ACM EUTPC Comments on NTA 8047-2026

April 2026

The Association for Computing Machinery (ACM) is the world’s longest-established professional society of individuals involved in all aspects of Computing. It annually bestows the ACM A.M. Turing Award, often popularly referred to as the “Nobel Prize of Computing.” ACM’s Europe Technology Policy Committee (“Europe TPC”) is charged with, and committed to, providing policymakers and the public with sound technical information to support sound public policymaking. Europe TPC has previously responded to European Union stakeholder consultations in the context of the AI Act, the Data Act, the Digital Services Act, the Digital Citizen Principles, and the Cyber Resilience Act, amongst others. ACM and Europe TPC are non-profit, non-political, and non-lobbying organizations.

We are pleased to provide comments on the proposed Dutch Technical Agreement on profiling algorithms. This consultation, sponsored by the Royal Netherlands Standardization Institute, provides timely and impactful recommendations at both national and international levels. The draft document and background are available here.

Section 3.2

Comment:
Section 3.2 does not distinguish between different levels of data abstraction in profiling algorithms. The literature identifies four main categories: provided, observed, derived, and inferred data (Abrams, 2014). This distinction is critical because derived and particularly inferred data introduce additional error sources beyond input data quality. Inferred data relies on statistical correlations that may be inaccurate, discriminatory, or contextually inappropriate for individual cases. Without acknowledging these abstraction levels, the standard inadequately addresses scenarios where faulty inferences cannot be effectively challenged due to the lack of transparency in derivation processes.

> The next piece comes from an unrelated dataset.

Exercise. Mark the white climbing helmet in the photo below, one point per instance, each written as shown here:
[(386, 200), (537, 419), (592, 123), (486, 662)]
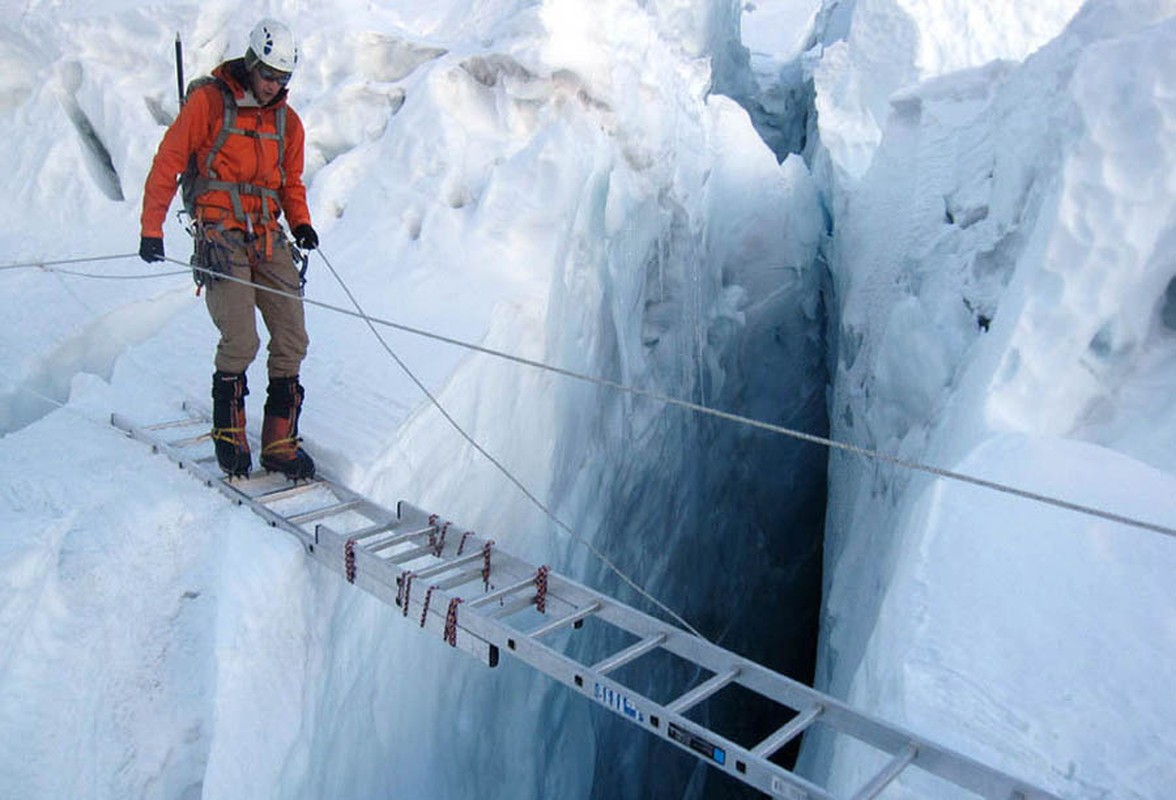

Reference: Abrams, M. (2014). The origins of personal data and its implications for governance. Available at SSRN 2510927.

Alteration:
Add after the current Section 3.2 content:

"Profiling algorithms may operate on different data abstraction levels: provided (directly supplied), observed (recorded from behavior), derived (computed deterministically), and inferred (predicted statistically) [Abrams, 2014]. Derived and inferred data introduce additional error sources. Organizations should: (a) document which data categories are used in profiling, (b) separately assess accuracy of derived and inferred attributes, and (c) enable individuals to challenge inferred attributes meaningfully."

Section 5.1

Comment

The framing of "objective justification" for differential treatment in sections 5.1.2-5.1.4 is contested. The minority position from Amnesty International, Bits of Freedom, and Control Alt Delete in Annex A demonstrates fundamental disagreement on whether objective justification adequately protects against discriminatory outcomes in algorithmic systems. This minority position raises concerns that the current framing may legitimize discrimination under technical rationality while failing to account for structural inequalities and power imbalances. The standard should acknowledge this ongoing debate and provide guidance that does not presume consensus on what constitutes acceptable differential treatment.

Alteration
Add note to Section 5.1.2:

"NOTE: The concept of 'objective justification' for differential treatment is subject to ongoing debate, as reflected in the minority position in Annex A. Organizations should be aware that technical or statistical justifications may not be sufficient to address concerns about structural discrimination or societal fairness."

Section 5.2.4

Comment:

Section 5.2.4 defines effectiveness as the evaluation of the decision process, including the profiling algorithm, but does not address multi-stakeholder contexts where different parties have conflicting values and objectives. In platform ecosystems, buyers, sellers, and platform operators may have fundamentally different criteria for what constitutes "effective" profiling (Burke et al., 2016). The current framing assumes a single measure of effectiveness, which may obscure whose interests are prioritised. Additionally, transparency regarding algorithmic outcomes and their role in decision processes is essential for meaningful effectiveness evaluation (Mittelstadt, 2016; Sonboli et al., 2021), yet it is not explicitly required in this section.

References:

  • Burke, R. D., Abdollahpouri, H., Mobasher, B., & Gupta, T. (2016). Towards multi-stakeholder utility evaluation of recommender systems. UMAP (Extended Proceedings), 750.
  • Mittelstadt, B. (2016). Auditing for transparency in content personalization systems. International Journal of Communication.
  • Sonboli, N., Smith, J. J., Cabral Berenfus, F., Burke, R., & Fiesler, C. (2021). Fairness and transparency in recommendation: The users' perspective. Proceedings of the 29th ACM Conference on User Modeling, Adaptation and Personalization, 274-279.

Alteration:

Revise Section 5.2.4 to add:

"Effectiveness evaluation should acknowledge that different stakeholders (e.g., service users, service providers, platform operators) may have different and potentially conflicting values regarding what constitutes effective profiling [Burke et al., 2016]. Organizations should: (a) identify relevant stakeholder groups, (b) document whose interests are prioritized in effectiveness measures, and (c) ensure transparency regarding algorithmic outcomes and their role in decision processes [Mittelstadt, 2016; Sonboli et al., 2021].

Section 7.3

Comment:
The statement "Een datagebaseerd algoritme bestaat uit een gekozen model getraind op data" does not explicitly acknowledge that data-based models, particularly AI/ML models, operate partially as black boxes and may produce incorrect outcomes. This is a critical omission, as it affects risk assessment and explainability requirements.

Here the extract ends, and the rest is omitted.